Defendants’ membership in the club – and thus their obligation to pay membership dues, fees, and other charges – is tied to their ownership of a lot and house on Callawassie Island. If defendants truly wish to avoid paying membership dues, they may sell their house.
In addition, Callawassie Island is a private resort community developed around the property owners’ use of the amenities paid for by these dues. Defendants purchased their exclusive home there in 1999 for $590,000. They have chosen not to sell, but are instead attempting to keep their home on this resort island without having to pay a property owner’s share of the amenities.
Our decision by no means renders a harsh result. Rather, this is precisely the result to which these sophisticated purchasers of a resort home agreed when they decided to purchase the property and abide by the terms of the governing documents.
Relying on the club’s rules from 2001, the Court of Appeals found there was “an ambiguity as to whether Appellants were entitled to expulsion and thus exposed to a maximum liability of four months’ of unpaid dues (plus any accrued expenses).” There is no such ambiguity.
First, the 2001 rules were not in effect when defendants resigned in 2010. Even if those rules did apply, however, mandatory expulsion arises only after the board has suspended a member, which is discretionary with the board. Here, no suspension ever occurred; defendants resigned. Therefore, the four-month suspension period that leads to expulsion was never triggered.

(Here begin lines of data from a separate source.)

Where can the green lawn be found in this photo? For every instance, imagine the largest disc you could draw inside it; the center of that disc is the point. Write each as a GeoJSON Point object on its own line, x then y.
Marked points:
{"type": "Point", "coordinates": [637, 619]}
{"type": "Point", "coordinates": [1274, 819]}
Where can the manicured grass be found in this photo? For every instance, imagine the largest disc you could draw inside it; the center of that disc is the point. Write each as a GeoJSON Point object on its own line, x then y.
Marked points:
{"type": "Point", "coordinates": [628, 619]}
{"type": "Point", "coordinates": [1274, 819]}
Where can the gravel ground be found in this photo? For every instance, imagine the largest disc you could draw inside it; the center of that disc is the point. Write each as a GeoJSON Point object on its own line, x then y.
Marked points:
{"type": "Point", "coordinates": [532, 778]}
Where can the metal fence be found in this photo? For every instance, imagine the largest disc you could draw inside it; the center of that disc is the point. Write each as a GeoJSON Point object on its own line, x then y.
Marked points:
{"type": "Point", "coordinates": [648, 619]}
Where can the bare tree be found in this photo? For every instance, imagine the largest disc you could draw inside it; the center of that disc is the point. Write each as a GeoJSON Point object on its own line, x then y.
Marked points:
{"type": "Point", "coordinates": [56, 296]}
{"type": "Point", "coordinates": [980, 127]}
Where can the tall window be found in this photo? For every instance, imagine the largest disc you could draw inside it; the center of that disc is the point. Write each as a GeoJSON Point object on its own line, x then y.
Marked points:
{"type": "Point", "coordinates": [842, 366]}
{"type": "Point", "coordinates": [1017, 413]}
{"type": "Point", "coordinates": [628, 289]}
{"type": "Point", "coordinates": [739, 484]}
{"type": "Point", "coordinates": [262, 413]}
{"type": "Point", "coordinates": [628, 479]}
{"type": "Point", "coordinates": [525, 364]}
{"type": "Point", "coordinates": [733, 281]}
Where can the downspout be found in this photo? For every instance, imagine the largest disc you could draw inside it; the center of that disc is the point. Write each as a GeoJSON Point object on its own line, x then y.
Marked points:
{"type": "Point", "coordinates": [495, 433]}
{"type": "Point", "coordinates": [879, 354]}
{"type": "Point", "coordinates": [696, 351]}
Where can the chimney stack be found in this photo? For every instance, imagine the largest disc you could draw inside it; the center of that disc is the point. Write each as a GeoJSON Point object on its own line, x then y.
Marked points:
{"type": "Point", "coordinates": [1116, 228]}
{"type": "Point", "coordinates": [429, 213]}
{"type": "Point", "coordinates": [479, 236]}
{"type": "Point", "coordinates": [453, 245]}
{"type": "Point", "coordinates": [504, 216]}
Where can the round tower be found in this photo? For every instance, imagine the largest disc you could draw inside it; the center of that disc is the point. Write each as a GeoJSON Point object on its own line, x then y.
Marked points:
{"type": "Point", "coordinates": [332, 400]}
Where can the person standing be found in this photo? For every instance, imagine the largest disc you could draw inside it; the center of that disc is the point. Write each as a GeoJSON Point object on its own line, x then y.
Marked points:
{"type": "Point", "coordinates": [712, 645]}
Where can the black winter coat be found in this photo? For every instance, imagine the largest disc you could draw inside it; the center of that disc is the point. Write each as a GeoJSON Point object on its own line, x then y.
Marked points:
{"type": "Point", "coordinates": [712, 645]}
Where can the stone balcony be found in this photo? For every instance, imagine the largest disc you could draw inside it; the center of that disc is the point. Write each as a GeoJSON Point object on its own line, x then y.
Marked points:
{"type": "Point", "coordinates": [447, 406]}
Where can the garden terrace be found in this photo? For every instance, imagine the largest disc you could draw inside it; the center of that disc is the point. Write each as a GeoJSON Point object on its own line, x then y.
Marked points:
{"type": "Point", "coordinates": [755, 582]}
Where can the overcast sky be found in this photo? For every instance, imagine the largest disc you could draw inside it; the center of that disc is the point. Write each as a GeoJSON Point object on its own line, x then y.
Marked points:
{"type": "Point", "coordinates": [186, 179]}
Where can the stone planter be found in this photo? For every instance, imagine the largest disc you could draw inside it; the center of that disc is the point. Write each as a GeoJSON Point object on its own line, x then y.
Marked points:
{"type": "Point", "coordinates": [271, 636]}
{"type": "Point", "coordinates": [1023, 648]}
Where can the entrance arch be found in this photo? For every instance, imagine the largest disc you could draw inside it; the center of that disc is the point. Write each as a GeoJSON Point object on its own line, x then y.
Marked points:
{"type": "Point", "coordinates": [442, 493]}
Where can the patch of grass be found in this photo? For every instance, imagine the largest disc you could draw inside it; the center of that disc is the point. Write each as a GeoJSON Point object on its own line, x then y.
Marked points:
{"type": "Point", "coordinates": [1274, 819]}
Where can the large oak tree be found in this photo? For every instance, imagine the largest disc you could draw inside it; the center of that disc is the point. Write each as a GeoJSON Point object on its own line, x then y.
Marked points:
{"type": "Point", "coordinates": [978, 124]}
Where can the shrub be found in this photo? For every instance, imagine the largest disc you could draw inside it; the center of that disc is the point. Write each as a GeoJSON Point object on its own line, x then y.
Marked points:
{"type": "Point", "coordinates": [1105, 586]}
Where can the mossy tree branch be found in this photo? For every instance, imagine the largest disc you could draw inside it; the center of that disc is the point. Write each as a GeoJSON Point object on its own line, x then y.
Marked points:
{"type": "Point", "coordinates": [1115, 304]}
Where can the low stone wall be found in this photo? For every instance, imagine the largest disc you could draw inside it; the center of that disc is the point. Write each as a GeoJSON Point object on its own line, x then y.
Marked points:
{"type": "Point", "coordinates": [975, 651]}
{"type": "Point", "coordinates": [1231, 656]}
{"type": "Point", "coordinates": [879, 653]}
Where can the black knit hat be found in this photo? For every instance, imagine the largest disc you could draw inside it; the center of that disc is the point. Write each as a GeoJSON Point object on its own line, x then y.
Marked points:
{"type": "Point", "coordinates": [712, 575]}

Second, the 2009 rules, which were in effect when defendants resigned, do not make expulsion mandatory under any condition.
Nonprofit Corporation Act
S.C. Code Ann. 33-31-620(a) provides, “A member may resign at any time.” The Court of Appeals explained that requiring a member to continue to pay dues that accrue after resignation “would create an unreasonable situation in which clubs could refuse to allow a member to ever terminate their membership obligations.”
However, subsection 33-31-620(b) provides, “The resignation of a member does not relieve the member from any obligations the member may have to the corporation as a result of obligations incurred or commitments made before resignation.”
When defendants joined the club, they made a commitment to continue to pay dues, fees, and other charges during the period of time after resignation and before reissuance of the membership. Therefore, the requirement that members continue to pay dues, fees, and other charges after resignation until their membership is reissued is not prohibited by § 33-31-620.
Reversed.
Dissent
(Hearn, J.) I respectfully dissent, as I believe the Court of Appeals was correct that the governing documents are ambiguous and the club’s interpretation violates the Nonprofit Corporation Act.
The majority ostensibly permits defendants to resign from the club yet holds them responsible for the same obligations as an active member, including ever-accumulating dues and fees, only allowing them to escape that obligation in the unlikely event that their membership is reissued. This harsh result is one I do not believe the governing documents require, and certainly not as a matter of law.
Callawassie Island Members Club, Inc. v. Dennis (Lawyers Weekly No. 010-098-18, 19 pp.) (John Few, J.) (Kaye Hearn, J., joined by Donald Beatty, C.J., dissenting) Opinion refiled to remand for consideration of other issues. Appealed from the Circuit Court in Beaufort County (Carmen Mullen, J.) On writ of certiorari to the Court of Appeals. Andrew Lindemann, M. Dawes Cooke, John Fletcher and Stephen Hughes for petitioner; Ian Ford and Neil Thomson for respondents. S.C. S. Ct.